Alrededor de La Milagrosa la fe popular tejió la leyenda de que, al proceder a la exhumación, se encontró que el cadáver estaba incorrupto. Además, la madre acunaba en sus brazos al niño, que aún no había nacido.
Todo parte de creencias milenarias.
Los hagiógrafos –es decir, quienes se han dedicado a la historia de los santos cristianos– señalan repetidamente el detalle de que sus cuerpos no se corrompen. Ni la muerte ni el tiempo podían contra aquellos cadáveres idos en olor de santidad. En ellos persistía la tersura de la piel, el brillo de la cabellera y hasta cierta galanura yacente. Claro, por su parte, la ciencia, materialísticamente atribuye el portento a los fármacos que el difunto haya consumido, al pH del suelo donde se ha efectuado la inhumación y hasta a la composición de las aguas subterráneas que irrigasen al lugar.
Está también el asunto del nonato. Malcom Canmore, “hombre no nacido de mujer”, extraído del vientre de su madre muerta, es el único capaz de dar muerte a Macbeth. Julio César –dicen– llegó también a este mundo por tan irregular vía, y de ahí la palabra “cesárea”.

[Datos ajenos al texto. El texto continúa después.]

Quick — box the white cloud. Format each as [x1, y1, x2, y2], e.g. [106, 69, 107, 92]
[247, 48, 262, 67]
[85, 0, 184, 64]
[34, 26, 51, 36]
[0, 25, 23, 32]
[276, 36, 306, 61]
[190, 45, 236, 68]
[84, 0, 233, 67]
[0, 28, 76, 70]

Pero esas científicas opiniones no las comparten quienes, en la Necrópolis de Colón, diariamente depositan exvotos valiosísimos, o simples papeles garabateados a lápiz, donde dejan constancia de su agradecimiento por haberle salvado a un hijito.
Y… todo nació de un demencial cariño
El capitán mambí José Vicente Adot, día tras día, durante diecisiete años, hasta su muerte, llegaba al cementerio, vestido como un dandy, deseoso de hablar con su novia.
Se aferraba a las cadenas del panteón y, tras hacerlas sonar con sus viriles manos de oficial insurrecto, gritaba a voz en cuello: “¡Amelia, despierta! ¡Amelia, despierta!”. Tras eso, en un susurrar, pasaba varias horas hablando con ella.
Esto, que estremece, conmovedor, sucedió muchísimos años después de que Shakespeare se muriese.
De lo contrario, al Cisne del Avon le hubiésemos dado materia prima para su mejor tragedia, escenificada en esta ciudad mediomilenaria.